25 Novembre 2003

CODACONS ADERISCE ALLA MANIFESTAZIONE DI DOMANI SULLA LIBERTA` DALLA CENSURA

    CODACONS ADERISCE ALLA MANIFESTAZIONE DI DOMANI SULLA LIBERTA` DALLA CENSURA MA ATTACCA DURAMENTE LA COMMISSIONE DI VIGILANZA RAI E IL SUO PRESIDENTE IL CODACONS CHIEDE UNA COMMISSIONE PARLAMENTARE DI INDAGINE SULLE CENSURE IN TV DA PARTE DEI “BOSS“ DELL`INFORMAZIONE E SULLO STRAPOTERE DEI CONDUTTORI






    La libertà di informare ed esprimersi deve essere tutelata dalle associazioni dei consumatori ed utenti della TV non a senso unico e solo contro i boss della destra o le censure di Berlusconi.

    ?Non è ammissibile che trasmissioni come quella di Marrazzo (Mi Manda Raitre) o Mannoni (Primo Piano) che passano per democratiche e di sinistra censurino poi associazioni come la nostra e che il Presidente Petruccioli che deve emettere su richiesta dell`Autorità per le comunicazioni un parere in merito da un anno…faccia finta di nulla e nemmeno accetti di ricevere i rappresentanti delle associazioni
    – ha commentato il Presidente del Codacons, Avv. Carlo Rienzi – così come non è possibile che Vespa, anche lui un ?boss? che ha istituito la terza camera debba essere intoccabile sol perché aiuta poi a far propaganda elettorale dalle sue scene…“.

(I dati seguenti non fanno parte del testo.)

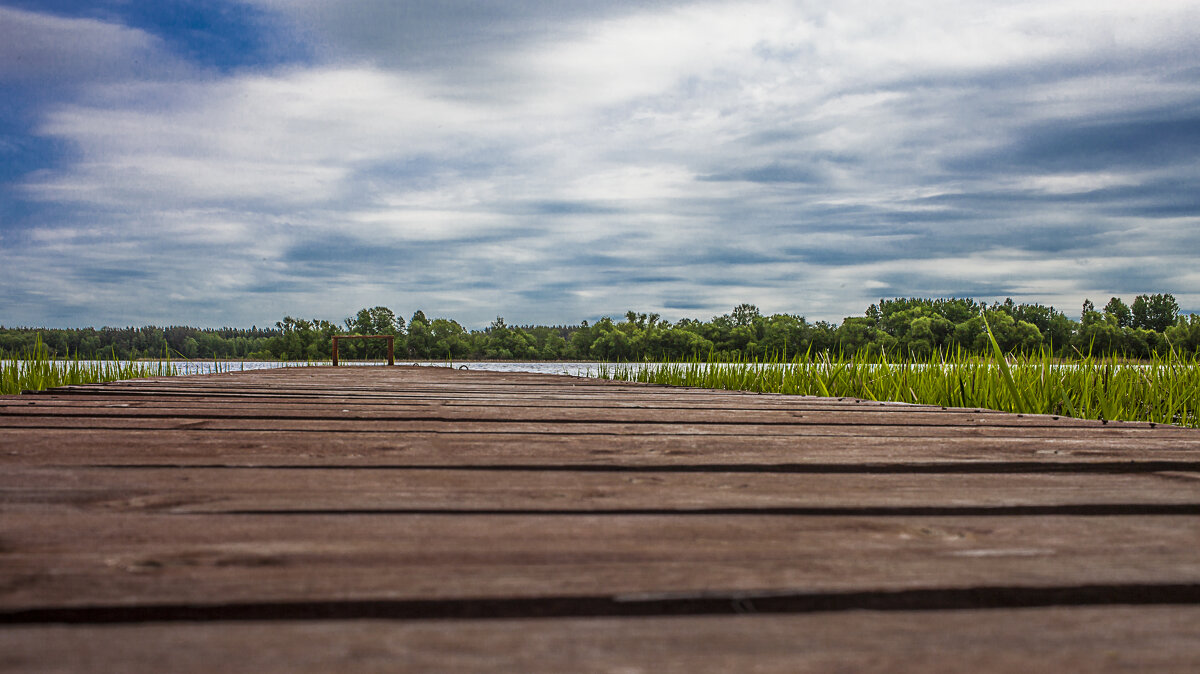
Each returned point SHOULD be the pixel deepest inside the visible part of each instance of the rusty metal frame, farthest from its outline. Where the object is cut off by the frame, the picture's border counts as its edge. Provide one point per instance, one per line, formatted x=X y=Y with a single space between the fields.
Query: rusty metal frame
x=390 y=338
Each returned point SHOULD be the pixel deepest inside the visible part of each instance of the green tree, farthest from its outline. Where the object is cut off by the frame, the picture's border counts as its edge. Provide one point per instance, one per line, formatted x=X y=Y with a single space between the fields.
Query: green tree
x=1155 y=312
x=1117 y=310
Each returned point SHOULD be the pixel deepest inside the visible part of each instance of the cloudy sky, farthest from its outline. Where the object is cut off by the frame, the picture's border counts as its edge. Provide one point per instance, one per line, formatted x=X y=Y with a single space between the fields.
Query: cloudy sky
x=209 y=162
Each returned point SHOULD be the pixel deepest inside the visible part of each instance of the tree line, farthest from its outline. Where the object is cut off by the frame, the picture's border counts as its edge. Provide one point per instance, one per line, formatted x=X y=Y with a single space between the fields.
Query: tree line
x=905 y=326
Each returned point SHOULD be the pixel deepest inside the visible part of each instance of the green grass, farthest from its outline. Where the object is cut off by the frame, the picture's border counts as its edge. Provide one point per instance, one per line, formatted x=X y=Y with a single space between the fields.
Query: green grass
x=35 y=371
x=1165 y=390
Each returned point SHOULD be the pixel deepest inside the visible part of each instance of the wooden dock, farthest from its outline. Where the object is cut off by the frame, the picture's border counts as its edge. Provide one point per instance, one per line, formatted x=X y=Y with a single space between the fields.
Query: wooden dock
x=384 y=519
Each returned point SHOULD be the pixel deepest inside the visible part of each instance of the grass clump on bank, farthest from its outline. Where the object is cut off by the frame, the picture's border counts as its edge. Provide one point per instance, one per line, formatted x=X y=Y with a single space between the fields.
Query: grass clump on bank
x=35 y=371
x=1164 y=390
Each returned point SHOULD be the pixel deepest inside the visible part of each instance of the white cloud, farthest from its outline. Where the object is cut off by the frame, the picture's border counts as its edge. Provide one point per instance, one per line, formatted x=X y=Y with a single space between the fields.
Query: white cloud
x=793 y=155
x=49 y=50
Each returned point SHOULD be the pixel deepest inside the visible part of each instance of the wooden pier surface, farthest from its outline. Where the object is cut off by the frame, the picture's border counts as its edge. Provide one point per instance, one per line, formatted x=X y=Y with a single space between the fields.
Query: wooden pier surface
x=385 y=519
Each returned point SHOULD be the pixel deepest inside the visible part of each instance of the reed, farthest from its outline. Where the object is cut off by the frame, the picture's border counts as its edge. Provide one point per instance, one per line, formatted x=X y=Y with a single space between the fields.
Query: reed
x=1164 y=390
x=35 y=371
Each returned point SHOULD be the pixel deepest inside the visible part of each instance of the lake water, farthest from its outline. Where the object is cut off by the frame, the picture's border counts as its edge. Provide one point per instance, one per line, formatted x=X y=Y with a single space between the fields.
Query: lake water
x=574 y=368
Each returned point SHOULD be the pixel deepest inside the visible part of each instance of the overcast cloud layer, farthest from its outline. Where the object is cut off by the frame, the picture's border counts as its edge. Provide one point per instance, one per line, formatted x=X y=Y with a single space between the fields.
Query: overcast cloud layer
x=210 y=163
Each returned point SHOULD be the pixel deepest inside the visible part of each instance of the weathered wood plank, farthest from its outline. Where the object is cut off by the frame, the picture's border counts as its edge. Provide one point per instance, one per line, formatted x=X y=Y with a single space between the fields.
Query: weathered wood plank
x=70 y=558
x=223 y=489
x=161 y=444
x=461 y=414
x=1018 y=641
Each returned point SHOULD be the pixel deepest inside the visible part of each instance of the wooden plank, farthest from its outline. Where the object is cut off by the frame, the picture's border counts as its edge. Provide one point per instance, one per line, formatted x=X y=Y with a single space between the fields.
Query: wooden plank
x=1018 y=641
x=835 y=450
x=71 y=558
x=460 y=414
x=223 y=489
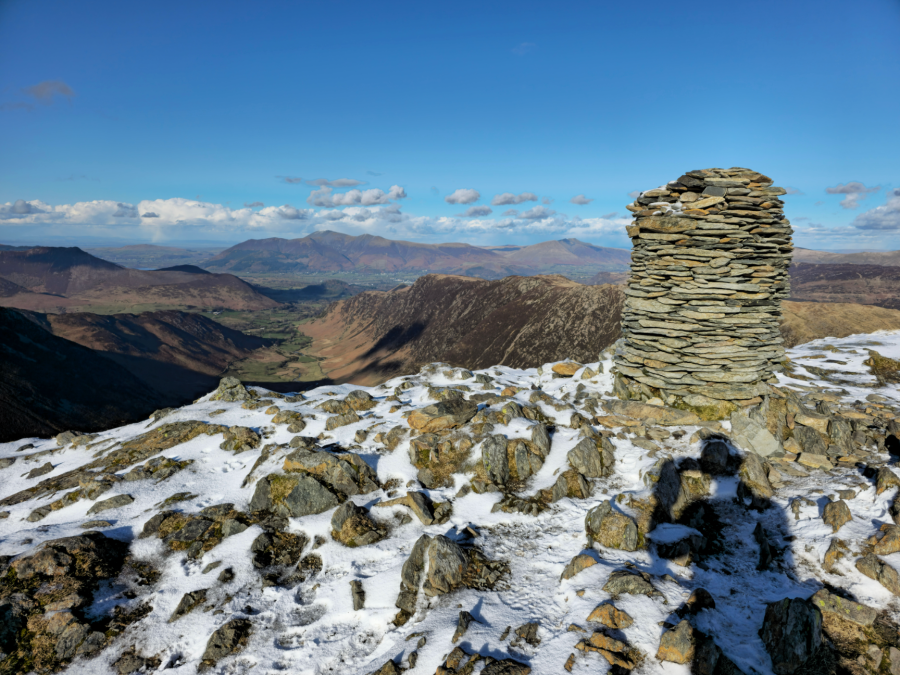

    Il CODACONS tutela tutti gli utenti di qualsiasi colore siano e chiede che sia aperta una indagine parlamentare sul potere dei ?boss della conduzione tv? da Vespa a Costanzo, ai minori come Marrazzo, Mannoni, Socci, e sulle discriminazioni che operano nella informazione ledendo pesantemente il pluralismo culturale e sociale.

    Solo aprendo una indagine a tutto campo si eviteranno brutali e inaccettabili censure come quella fatta alla Guzzanti. Petruccioli poi deve smentire che suoi vicini di famiglia lavorino per Mediaset come denuncia il sito Dagospia da tempo.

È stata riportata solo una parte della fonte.